In conclusion: Women are wearing pounds and pounds of extensions. The landscape of coiffure has changed dramatically. What was formerly perceived as elegantly tressy is now seen as verging on balding. No gal feels she has currency unless she has ramparts of fakery adorning her scalp.
In fairness to hair, it should be pointed out that hair is merely trying to keep pace with the other features of madam's appearance. Coiffures are on a frantic quest to compete with dramatic, pneumatic increases in the size of bust, lips, lashes and high heels. So cut hair some slack and let her have her historical, hysterical moment.

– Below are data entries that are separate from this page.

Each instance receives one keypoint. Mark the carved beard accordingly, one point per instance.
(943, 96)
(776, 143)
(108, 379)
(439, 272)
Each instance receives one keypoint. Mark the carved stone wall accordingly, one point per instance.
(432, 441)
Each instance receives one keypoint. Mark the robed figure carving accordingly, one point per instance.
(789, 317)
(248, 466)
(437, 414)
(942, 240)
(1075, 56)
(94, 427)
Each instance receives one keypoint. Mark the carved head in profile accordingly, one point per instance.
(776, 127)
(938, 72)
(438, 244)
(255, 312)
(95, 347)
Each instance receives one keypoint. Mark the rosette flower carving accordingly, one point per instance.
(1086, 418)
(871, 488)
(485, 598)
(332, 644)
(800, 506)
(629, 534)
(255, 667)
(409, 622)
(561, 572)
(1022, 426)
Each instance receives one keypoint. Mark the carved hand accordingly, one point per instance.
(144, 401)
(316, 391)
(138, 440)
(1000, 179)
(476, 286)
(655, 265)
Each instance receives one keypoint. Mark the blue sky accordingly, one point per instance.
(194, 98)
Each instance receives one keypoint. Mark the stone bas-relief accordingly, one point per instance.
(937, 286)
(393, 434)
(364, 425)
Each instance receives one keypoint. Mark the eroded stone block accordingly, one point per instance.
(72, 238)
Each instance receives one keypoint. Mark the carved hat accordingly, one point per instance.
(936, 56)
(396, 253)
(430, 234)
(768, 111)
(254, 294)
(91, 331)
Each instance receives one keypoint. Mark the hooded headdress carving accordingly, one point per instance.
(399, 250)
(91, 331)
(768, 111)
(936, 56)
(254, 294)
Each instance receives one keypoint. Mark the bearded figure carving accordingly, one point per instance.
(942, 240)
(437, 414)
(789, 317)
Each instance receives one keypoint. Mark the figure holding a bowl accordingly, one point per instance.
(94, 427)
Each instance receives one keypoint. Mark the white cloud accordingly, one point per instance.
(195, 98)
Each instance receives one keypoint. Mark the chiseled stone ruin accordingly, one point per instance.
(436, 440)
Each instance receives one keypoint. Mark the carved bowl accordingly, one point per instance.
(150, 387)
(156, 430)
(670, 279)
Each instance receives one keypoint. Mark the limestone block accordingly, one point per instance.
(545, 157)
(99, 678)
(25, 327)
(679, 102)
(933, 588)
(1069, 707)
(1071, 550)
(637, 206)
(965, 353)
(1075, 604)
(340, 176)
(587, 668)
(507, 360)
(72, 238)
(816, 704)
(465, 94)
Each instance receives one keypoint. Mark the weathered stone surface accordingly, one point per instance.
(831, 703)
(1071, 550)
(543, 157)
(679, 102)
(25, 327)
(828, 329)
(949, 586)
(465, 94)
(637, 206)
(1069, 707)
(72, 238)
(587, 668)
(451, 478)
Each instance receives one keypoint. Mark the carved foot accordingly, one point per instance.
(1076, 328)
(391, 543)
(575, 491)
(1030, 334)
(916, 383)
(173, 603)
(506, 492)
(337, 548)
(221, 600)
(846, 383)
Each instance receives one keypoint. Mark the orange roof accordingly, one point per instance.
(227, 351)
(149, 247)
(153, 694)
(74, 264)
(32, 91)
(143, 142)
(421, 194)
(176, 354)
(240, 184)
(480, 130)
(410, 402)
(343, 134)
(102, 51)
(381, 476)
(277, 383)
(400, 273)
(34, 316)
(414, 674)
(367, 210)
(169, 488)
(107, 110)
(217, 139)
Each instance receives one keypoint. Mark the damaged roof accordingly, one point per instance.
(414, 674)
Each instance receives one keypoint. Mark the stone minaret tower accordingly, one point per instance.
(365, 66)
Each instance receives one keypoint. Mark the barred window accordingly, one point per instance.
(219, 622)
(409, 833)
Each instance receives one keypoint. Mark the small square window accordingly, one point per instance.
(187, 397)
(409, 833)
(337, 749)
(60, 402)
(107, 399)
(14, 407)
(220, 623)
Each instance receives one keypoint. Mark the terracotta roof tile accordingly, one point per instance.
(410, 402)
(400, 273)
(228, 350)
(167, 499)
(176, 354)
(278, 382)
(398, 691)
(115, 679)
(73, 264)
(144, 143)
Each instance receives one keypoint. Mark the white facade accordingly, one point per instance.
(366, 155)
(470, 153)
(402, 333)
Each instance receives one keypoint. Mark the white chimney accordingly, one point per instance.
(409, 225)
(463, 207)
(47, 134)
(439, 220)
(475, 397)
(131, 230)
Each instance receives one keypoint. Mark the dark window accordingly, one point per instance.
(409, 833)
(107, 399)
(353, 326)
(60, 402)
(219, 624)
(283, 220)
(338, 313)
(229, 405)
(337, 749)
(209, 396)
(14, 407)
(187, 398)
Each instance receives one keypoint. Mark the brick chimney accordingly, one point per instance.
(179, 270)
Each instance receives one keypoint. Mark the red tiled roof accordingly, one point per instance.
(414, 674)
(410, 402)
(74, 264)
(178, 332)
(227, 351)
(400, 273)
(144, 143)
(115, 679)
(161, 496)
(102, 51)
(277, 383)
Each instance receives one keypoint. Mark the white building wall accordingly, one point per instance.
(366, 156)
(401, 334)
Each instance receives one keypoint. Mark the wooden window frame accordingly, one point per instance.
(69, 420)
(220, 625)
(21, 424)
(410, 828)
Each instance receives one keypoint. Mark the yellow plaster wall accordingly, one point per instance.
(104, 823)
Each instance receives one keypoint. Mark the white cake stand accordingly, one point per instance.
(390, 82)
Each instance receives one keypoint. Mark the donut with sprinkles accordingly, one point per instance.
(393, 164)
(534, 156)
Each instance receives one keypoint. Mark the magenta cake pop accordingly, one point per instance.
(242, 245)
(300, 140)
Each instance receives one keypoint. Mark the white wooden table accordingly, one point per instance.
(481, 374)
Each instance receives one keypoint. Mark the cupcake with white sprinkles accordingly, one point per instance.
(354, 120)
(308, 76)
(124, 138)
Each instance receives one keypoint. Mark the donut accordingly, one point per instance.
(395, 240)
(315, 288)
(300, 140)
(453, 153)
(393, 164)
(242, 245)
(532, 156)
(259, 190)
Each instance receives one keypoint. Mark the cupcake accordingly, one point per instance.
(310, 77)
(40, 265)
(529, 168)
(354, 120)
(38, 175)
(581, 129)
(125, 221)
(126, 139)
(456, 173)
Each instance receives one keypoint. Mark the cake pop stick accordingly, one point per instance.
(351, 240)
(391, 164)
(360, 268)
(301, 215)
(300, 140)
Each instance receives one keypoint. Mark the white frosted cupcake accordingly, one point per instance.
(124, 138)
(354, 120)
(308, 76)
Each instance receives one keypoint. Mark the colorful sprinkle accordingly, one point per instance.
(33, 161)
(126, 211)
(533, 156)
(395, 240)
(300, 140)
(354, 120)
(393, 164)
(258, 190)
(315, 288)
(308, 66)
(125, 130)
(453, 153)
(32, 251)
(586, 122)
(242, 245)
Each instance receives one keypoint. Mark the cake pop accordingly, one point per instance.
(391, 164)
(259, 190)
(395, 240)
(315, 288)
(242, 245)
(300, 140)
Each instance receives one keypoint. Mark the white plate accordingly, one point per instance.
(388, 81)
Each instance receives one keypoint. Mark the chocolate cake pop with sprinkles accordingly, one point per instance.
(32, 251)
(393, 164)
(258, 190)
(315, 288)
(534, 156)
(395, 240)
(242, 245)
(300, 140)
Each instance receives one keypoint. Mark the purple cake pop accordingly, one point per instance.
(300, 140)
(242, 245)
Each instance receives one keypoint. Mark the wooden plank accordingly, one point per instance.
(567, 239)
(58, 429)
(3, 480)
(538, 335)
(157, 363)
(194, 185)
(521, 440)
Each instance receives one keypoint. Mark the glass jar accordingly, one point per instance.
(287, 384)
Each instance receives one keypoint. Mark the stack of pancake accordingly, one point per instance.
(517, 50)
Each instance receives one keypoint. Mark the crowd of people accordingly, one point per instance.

Now what about us men? During Charles II's reign the dudes were every bit as wiggy and powdered as their women, if not more so. I wish that were the case today. Alas, no. While women are busy adopting ever more outrageous coiffures, men seem to be headed in the opposite direction, radically and lazily simplifying their tonsorial approach. Scruffy beards and shaved heads are the norm.
I, for one, look back nostalgically at the era when men made more of an effort. I miss those halcyon days of comb-overs, hair plugs, and aerosol scalp-flocking. And rugs! Remember when toupees were ubiquitous and the men who wore them strenuously avoided roller coasters at all costs? There was something so appealingly poignant about the wearer's delusion.
Back to the 17th century and the reign of Charles II: Lest I have painted a too rosy picture of life back then —or no picture at all — let me remind you that the Black Death was sweeping through Europe at this time, and Samuel Pepys was dithering and journaling about whether or not he should buy a new wig.
Was he worried about the cost? No. He was convinced that any new purchase would be fabricated from plague victim hair.